Para korban yang mengalami luka-luka segera mendapat pertolongan pertama dari warga sekitar dan pengguna jalan yang kebetulan melintas. Mereka kemudian dilarikan ke Puskesmas Tonjong dan RSUD Bumiayu untuk mendapat penanganan medis lebih lanjut.
Kecelakaan ini memicu reaksi keras dari masyarakat, baik warga sekitar maupun pengguna media sosial. Banyak yang mengungkapkan bahwa hal ini sebenarnya sudah bisa diprediksi mengingat perilaku berkendara yang kerap membahayakan.
“Saya sering lihat mobil travel yang angkut karyawan PT Winner ugal-ugalan.

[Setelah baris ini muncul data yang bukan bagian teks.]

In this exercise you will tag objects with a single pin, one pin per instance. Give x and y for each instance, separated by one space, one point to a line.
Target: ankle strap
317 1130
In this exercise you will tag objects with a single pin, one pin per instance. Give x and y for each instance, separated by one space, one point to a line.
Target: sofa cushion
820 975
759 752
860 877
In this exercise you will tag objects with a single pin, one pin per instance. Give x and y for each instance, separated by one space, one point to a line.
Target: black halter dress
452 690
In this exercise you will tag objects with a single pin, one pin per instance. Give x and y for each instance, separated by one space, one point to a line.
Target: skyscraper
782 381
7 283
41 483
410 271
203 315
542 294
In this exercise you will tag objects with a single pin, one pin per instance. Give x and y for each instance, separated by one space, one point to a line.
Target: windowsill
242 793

Semoga ini jadi pelajaran,” tulis seorang warganet.
Keluhan serupa datang dari berbagai pihak yang mengaku sering merasa terancam ketika berpapasan dengan kendaraan travel tersebut di jalan, terutama pengguna sepeda motor yang lebih rentan.
Petugas Pos Lantas Bumiayu segera tiba di lokasi kejadian untuk melakukan olah TKP (Tempat Kejadian Perkara), sopir Ade telah diamankan untuk dimintai keterangan lebih lanjut terkait kronologi kecelakaan.
Kondisi minibus mengalami kerusakan cukup parah, terutama di bagian depan dan samping kendaraan. Evakuasi dilakukan menggunakan mobil derek khusus mengingat posisi kendaraan yang terjun ke jurang.
Hingga saat ini, kasus kecelakaan masih dalam penanganan Unit Lalu Lintas Polres Brebes. Pihak kepolisian akan melakukan investigasi menyeluruh untuk mengetahui penyebab pasti kecelakaan.
Insiden ini menjadi pengingat penting bagi semua pihak, terutama sopir kendaraan umum dan travel. Keselamatan penumpang harus selalu menjadi prioritas utama, bukan kecepatan atau target waktu perjalanan.
Masyarakat berharap kejadian ini menjadi momentum evaluasi menyeluruh terhadap standar keselamatan kendaraan travel, terutama yang mengangkut pekerja setiap hari.